Thursday, July 8, 2021
Dachra (2018) hits theaters and VOD tomorrow
By the time I saw DACHRA I had been chasing after it for several months. I had run across it at a couple of film festivals but never managed to see it, with scheduling and ticket availability working against me. Finally after a couple of well-timed emails I managed to see the film I at the Fantasia Film Festival and I am both thrilled and slightly disappointed.
Either the first or one of the first horror films to be produced by the Tusnisian film industry DACHRA has a look and feel all its own. We are not in Kansas or anywhere really familiar any longer and we are better for it. Nothing seems normal or as expected. This is not a horror film world we are used o seeing on the big screen and as a result we are on edge. Yes it looks like something we might see say in Eastern Europe but there is a decidedly different flavor to it.
The cast is first rate. They sell the fear and confusion putting us deeply on edge.
Also putting us on edge are a series of sequences that draw out the raw horror and nightmare quality of what we are seeing on screen. From the opening murder of a little boy, to the mad eyes of a little girl eating a crow to clothes line full of entrails to the chilling conclusion we are kept off balance. Director Abdelhamid Bouchnak has a keen sense of how to instill terror with a mix of sound and image. The images and sequences that he has put together and make up Dachra are among the best in any horror films of recent vintage. They are so good that left to their own devices they chill the blood. The image of the little girl below for example unnerves me to such a degree that I had to see the complete film.
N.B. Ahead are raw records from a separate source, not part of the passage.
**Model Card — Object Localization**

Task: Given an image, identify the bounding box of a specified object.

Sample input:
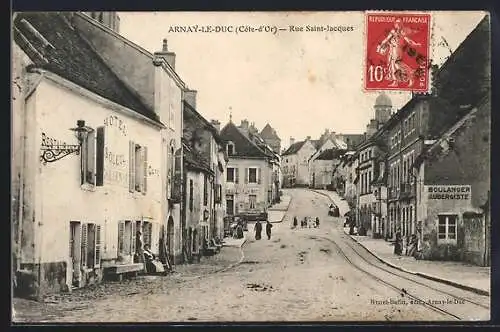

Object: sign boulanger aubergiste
[426,185,471,200]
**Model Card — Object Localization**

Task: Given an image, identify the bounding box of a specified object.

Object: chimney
[184,90,197,109]
[154,38,175,70]
[210,120,220,132]
[240,119,248,131]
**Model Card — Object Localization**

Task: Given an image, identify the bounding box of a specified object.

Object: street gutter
[312,190,490,296]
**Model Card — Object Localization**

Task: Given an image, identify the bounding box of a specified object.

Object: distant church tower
[84,12,120,33]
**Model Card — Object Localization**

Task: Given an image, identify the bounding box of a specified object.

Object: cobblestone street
[14,190,489,322]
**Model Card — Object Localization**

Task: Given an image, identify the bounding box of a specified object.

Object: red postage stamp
[364,12,431,92]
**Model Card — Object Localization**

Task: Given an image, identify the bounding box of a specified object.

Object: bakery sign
[426,185,471,201]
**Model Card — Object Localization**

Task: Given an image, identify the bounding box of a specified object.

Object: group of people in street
[254,220,273,240]
[292,217,319,229]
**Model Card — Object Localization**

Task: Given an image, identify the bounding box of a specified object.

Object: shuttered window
[95,127,105,186]
[128,141,135,193]
[81,127,104,186]
[203,174,208,205]
[142,221,153,248]
[130,222,137,255]
[81,223,102,268]
[129,141,148,195]
[245,167,260,183]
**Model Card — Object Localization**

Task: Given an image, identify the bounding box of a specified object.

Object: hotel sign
[426,185,471,200]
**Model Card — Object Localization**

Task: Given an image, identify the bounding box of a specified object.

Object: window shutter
[81,224,88,267]
[131,221,137,255]
[94,225,101,267]
[95,127,104,186]
[118,221,125,255]
[141,146,148,195]
[128,141,135,193]
[85,131,97,184]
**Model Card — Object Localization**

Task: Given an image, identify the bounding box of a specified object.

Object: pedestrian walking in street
[254,220,262,240]
[266,220,273,240]
[394,231,403,255]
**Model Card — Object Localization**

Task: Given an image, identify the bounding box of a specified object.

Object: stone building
[414,16,491,265]
[12,13,170,296]
[182,91,227,261]
[260,123,281,155]
[357,93,392,237]
[281,136,318,188]
[69,13,187,263]
[220,119,279,220]
[309,148,345,189]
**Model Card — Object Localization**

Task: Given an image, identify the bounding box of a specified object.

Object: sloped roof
[316,149,345,160]
[220,122,269,158]
[260,123,281,140]
[282,141,306,156]
[14,12,160,123]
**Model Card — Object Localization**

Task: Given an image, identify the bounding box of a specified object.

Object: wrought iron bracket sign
[40,144,80,165]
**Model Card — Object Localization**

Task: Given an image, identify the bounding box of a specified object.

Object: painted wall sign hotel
[427,185,470,200]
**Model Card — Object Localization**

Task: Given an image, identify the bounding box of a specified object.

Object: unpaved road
[14,189,489,322]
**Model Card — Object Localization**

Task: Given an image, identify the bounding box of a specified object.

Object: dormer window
[226,142,235,156]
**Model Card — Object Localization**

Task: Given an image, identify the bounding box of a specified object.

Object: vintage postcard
[11,10,492,324]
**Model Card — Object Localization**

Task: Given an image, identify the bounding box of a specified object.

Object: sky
[118,12,485,147]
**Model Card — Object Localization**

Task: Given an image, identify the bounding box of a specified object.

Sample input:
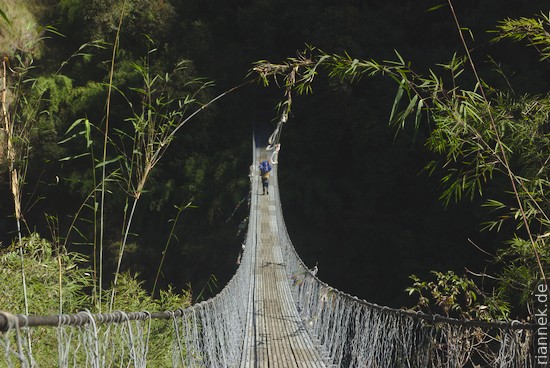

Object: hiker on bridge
[259,160,271,194]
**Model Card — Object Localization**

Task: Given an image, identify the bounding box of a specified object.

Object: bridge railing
[273,165,537,368]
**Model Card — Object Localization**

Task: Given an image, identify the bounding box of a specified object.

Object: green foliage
[496,13,550,60]
[253,10,550,318]
[406,271,510,321]
[0,234,91,315]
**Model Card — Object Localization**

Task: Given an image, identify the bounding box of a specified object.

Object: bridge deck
[241,160,326,368]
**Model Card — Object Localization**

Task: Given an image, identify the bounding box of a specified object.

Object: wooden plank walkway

Unfortunately it’s the complete film where the film kind of stumbles.
Say what you will, the plot of interlopes coming upon a hidden village with bad results is one that horror film lovers have seen many times before. Most directors try and cover over the sameness with some sort of twist in the proceedings, unfortunately Bouchnak doesn’t do that and as a result the film as a whole clunks in and out of cliche, even though the pieces are sterling. While well told, the lack of any sort of twist or road block drains the excitement out of the proceedings because we’ve already worked out how it is going to go. While the clichés don’t kill the film entirely, they simply make what could have and should have been an all-time classic just a good little horror film. (It also allows us time to ponder a couple of narrative WTF moments we shouldn’t notice)
Taken on its own terms, and my disappointment aside, Dachra is recommended. While good on its own terms, the excellent pieces make this a film to search out.